The p65 Subunit of NF-κB Is Redundant with p50 During B Cell Proliferative Responses, and Is Required for Germline C_H Transcription and Class Switching to IgG3

Abstract

B cells lacking individual NF-κB/Rel family members exhibit defects in activation programs. We generated small resting B cells lacking p65 or p50 alone, or lacking both p50 and p65, then evaluated the ability of these cells to proliferate, secrete Ig, and undergo Ig class switching. B cells lacking p65 proliferated well in response to all stimuli tested. However, these cells demonstrated an isolated defect in switching to IgG3, which was associated with a decrease in γ3 germline C_H gene expression.
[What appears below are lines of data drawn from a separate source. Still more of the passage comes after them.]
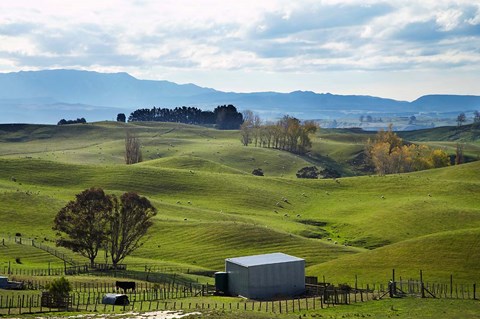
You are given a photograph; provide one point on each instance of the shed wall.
(237, 279)
(268, 280)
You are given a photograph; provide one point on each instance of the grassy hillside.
(211, 207)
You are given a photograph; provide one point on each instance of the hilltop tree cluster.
(95, 220)
(226, 117)
(288, 133)
(389, 154)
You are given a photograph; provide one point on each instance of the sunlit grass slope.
(438, 256)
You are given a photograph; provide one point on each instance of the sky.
(395, 49)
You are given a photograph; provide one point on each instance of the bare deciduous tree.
(133, 153)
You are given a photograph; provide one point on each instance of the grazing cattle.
(125, 285)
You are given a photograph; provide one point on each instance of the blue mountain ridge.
(49, 95)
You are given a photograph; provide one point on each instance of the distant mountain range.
(50, 95)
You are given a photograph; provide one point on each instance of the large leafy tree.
(388, 154)
(82, 224)
(95, 220)
(129, 222)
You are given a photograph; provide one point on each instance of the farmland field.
(211, 207)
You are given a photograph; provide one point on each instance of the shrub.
(257, 172)
(308, 172)
(59, 288)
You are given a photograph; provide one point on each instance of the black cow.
(125, 285)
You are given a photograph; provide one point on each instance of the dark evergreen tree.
(121, 117)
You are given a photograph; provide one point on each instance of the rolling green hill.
(211, 207)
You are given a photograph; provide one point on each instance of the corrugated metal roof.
(266, 259)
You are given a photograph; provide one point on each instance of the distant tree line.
(65, 122)
(225, 117)
(288, 133)
(388, 154)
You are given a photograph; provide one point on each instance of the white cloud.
(178, 38)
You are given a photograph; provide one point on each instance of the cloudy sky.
(398, 49)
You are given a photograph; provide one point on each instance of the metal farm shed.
(266, 276)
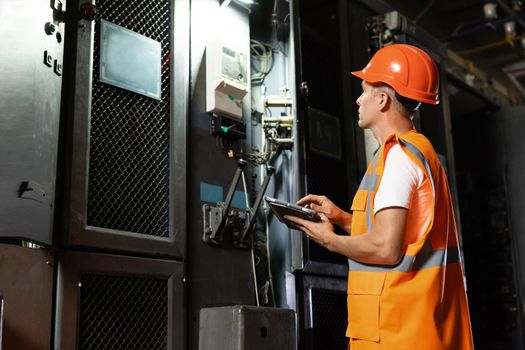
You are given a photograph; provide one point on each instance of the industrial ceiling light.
(510, 28)
(244, 3)
(489, 9)
(517, 5)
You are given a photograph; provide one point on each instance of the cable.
(251, 244)
(270, 277)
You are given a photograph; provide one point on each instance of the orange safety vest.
(419, 304)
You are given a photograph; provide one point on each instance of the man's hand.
(333, 213)
(322, 231)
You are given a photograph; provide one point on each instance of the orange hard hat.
(407, 69)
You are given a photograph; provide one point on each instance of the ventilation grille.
(123, 313)
(129, 139)
(329, 320)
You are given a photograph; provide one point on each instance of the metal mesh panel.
(129, 140)
(329, 320)
(119, 312)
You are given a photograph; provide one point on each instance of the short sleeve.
(401, 177)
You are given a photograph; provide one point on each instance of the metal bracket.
(220, 219)
(236, 222)
(32, 190)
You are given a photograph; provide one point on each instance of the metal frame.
(76, 232)
(73, 264)
(30, 94)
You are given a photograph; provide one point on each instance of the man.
(405, 281)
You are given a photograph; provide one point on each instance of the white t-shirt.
(404, 185)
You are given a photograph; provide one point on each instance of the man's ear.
(384, 100)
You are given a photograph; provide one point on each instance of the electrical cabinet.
(30, 95)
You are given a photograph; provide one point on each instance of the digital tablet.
(280, 209)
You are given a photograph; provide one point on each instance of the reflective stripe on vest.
(427, 257)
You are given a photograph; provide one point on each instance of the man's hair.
(404, 105)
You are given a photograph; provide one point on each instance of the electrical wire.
(270, 277)
(251, 243)
(263, 53)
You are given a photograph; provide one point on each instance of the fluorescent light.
(243, 3)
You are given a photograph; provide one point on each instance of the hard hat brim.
(371, 79)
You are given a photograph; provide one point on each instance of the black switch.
(58, 68)
(48, 59)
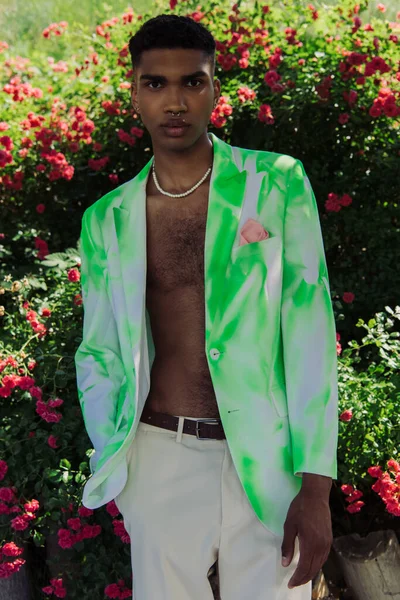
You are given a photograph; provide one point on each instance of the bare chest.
(175, 241)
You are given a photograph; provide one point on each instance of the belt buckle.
(211, 421)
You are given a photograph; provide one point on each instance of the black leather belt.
(202, 428)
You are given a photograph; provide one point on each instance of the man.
(207, 372)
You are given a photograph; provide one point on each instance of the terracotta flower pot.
(370, 565)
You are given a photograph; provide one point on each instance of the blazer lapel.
(227, 189)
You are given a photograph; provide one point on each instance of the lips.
(175, 123)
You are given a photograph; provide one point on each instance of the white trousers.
(184, 508)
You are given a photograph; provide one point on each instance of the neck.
(179, 170)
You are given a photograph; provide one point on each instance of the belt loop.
(180, 429)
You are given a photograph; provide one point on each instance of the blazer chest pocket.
(279, 400)
(253, 248)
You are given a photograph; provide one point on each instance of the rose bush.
(323, 88)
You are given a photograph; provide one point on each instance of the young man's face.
(164, 83)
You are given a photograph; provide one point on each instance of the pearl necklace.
(184, 193)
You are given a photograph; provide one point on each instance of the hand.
(309, 517)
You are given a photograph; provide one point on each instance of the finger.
(287, 548)
(317, 560)
(304, 564)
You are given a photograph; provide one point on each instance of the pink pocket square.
(252, 231)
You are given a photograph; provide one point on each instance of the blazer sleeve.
(308, 334)
(98, 363)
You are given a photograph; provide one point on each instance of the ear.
(217, 89)
(134, 96)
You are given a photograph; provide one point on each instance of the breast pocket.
(253, 248)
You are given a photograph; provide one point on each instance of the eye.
(200, 81)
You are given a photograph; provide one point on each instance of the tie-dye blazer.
(270, 337)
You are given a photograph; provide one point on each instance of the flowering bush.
(68, 135)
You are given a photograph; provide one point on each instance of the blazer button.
(214, 353)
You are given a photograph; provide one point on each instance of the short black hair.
(172, 31)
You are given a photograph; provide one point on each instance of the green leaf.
(65, 463)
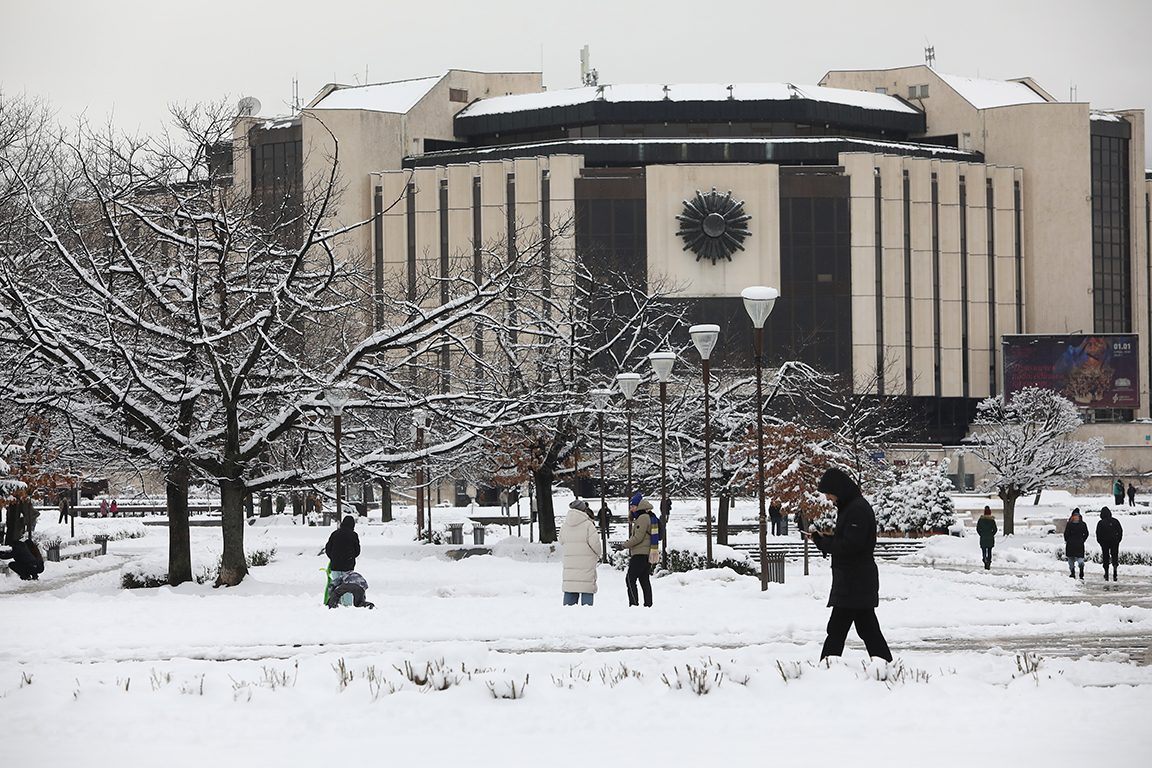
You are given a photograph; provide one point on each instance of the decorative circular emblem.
(713, 225)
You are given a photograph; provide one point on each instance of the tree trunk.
(233, 562)
(180, 556)
(385, 501)
(545, 514)
(722, 519)
(1009, 496)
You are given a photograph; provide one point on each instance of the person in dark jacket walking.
(1108, 534)
(342, 549)
(1075, 535)
(986, 527)
(642, 545)
(855, 579)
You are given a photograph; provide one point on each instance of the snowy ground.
(1018, 666)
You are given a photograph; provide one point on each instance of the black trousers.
(868, 626)
(638, 568)
(1111, 553)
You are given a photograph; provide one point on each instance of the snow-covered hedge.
(914, 499)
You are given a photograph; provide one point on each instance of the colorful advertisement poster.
(1092, 371)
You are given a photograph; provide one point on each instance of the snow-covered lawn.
(715, 673)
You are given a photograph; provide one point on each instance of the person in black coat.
(1108, 534)
(1075, 535)
(855, 579)
(343, 546)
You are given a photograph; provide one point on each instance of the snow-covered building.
(910, 219)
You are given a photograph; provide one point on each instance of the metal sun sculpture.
(713, 225)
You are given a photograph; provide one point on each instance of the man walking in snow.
(1108, 534)
(855, 579)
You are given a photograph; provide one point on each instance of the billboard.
(1092, 371)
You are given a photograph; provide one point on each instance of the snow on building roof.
(684, 92)
(399, 97)
(987, 93)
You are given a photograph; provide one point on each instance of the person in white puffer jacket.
(581, 542)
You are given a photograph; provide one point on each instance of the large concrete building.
(910, 219)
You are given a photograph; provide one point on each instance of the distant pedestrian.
(581, 544)
(342, 550)
(1075, 535)
(855, 579)
(642, 545)
(986, 527)
(777, 516)
(1108, 534)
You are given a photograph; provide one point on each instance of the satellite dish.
(248, 106)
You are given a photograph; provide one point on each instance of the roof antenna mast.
(588, 76)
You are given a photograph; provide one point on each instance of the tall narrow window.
(937, 374)
(879, 283)
(963, 286)
(908, 284)
(993, 346)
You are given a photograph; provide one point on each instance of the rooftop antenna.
(248, 107)
(588, 76)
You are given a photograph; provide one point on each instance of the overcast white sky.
(131, 58)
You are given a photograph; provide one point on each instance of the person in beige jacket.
(581, 542)
(641, 544)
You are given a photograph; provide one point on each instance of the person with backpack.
(1108, 534)
(644, 549)
(855, 579)
(1075, 535)
(986, 529)
(342, 549)
(581, 544)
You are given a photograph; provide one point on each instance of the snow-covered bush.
(914, 499)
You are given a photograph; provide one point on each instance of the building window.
(1112, 294)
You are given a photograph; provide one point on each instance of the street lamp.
(705, 339)
(628, 382)
(336, 398)
(419, 419)
(600, 398)
(758, 302)
(661, 364)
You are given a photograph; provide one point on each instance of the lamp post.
(661, 364)
(600, 402)
(705, 339)
(419, 418)
(336, 398)
(758, 302)
(628, 382)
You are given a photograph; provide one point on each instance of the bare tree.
(1025, 443)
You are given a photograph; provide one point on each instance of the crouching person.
(348, 588)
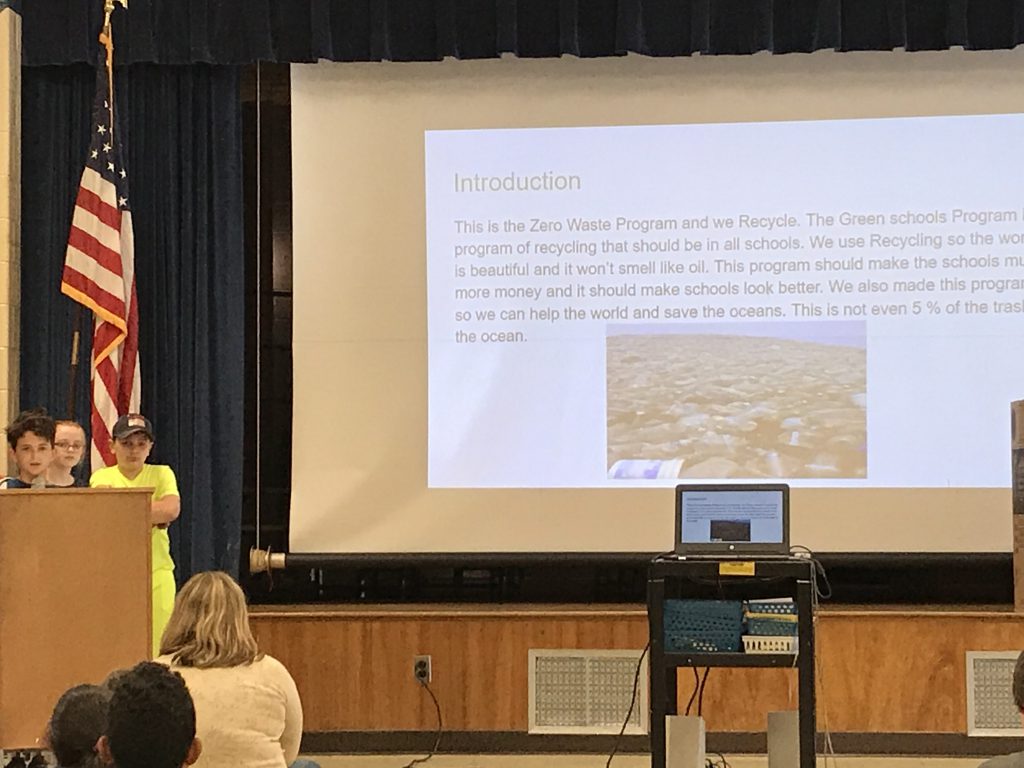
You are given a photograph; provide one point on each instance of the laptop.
(724, 520)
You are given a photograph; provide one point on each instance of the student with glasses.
(69, 450)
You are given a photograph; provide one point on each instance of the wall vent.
(990, 709)
(586, 691)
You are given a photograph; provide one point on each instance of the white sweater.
(246, 717)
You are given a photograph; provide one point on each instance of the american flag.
(99, 272)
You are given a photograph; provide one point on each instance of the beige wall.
(10, 209)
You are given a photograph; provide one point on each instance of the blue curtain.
(181, 130)
(247, 31)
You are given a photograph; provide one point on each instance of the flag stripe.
(107, 211)
(82, 264)
(85, 291)
(105, 257)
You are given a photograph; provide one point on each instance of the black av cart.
(710, 579)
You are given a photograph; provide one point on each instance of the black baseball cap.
(129, 424)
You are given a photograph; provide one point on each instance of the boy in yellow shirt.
(132, 443)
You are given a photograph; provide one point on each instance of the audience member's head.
(31, 439)
(151, 720)
(210, 625)
(70, 444)
(78, 721)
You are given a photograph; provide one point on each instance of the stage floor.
(621, 761)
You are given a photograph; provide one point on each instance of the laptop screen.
(728, 519)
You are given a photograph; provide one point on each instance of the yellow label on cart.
(735, 568)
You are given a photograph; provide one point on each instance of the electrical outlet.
(421, 669)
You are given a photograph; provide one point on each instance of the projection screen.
(531, 296)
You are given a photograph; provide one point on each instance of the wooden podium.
(75, 595)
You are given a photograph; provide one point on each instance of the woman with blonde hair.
(248, 714)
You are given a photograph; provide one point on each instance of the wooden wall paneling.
(881, 672)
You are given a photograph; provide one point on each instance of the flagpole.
(76, 337)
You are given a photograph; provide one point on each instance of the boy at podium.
(31, 441)
(132, 442)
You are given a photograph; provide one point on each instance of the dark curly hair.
(152, 720)
(78, 721)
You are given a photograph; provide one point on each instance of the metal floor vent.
(586, 691)
(990, 708)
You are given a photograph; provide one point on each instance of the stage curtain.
(181, 126)
(247, 31)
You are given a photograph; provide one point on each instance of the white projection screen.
(531, 296)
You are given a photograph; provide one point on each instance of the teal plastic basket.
(710, 626)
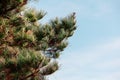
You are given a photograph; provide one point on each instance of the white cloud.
(100, 62)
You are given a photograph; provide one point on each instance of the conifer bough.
(28, 49)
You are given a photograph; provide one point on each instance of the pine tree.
(28, 49)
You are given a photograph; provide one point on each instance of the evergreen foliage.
(28, 49)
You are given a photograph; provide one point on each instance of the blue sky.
(94, 50)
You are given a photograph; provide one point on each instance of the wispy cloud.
(100, 62)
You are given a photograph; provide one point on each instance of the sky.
(93, 52)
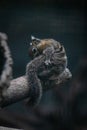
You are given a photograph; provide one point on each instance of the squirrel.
(44, 46)
(55, 56)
Whereas, previously reported, B cells lacking p50 alone had a severe proliferative defect in response to LPS, a moderate defect in response to CD40 ligand (CD40L), and normal proliferation to Ag receptor cross-linking using dextran-conjugated anti-IgD Abs (αδ-dex), B cells lacking both p50 and p65 exhibited severely impaired proliferation in response to LPS, αδ-dex, and CD40L. This defect could be overcome by simultaneous administration of αδ-dex and CD40L. In response to this latter combination of stimuli, B cells lacking both p50 and p65 secreted Ig and underwent isotype switching to IgG1 as efficiently as B cells lacking p50 alone. These data demonstrate a role for the p65 subunit of NF-κB in germline C_H gene expression as well as functional redundancy between p50 and p65 during proliferative responses.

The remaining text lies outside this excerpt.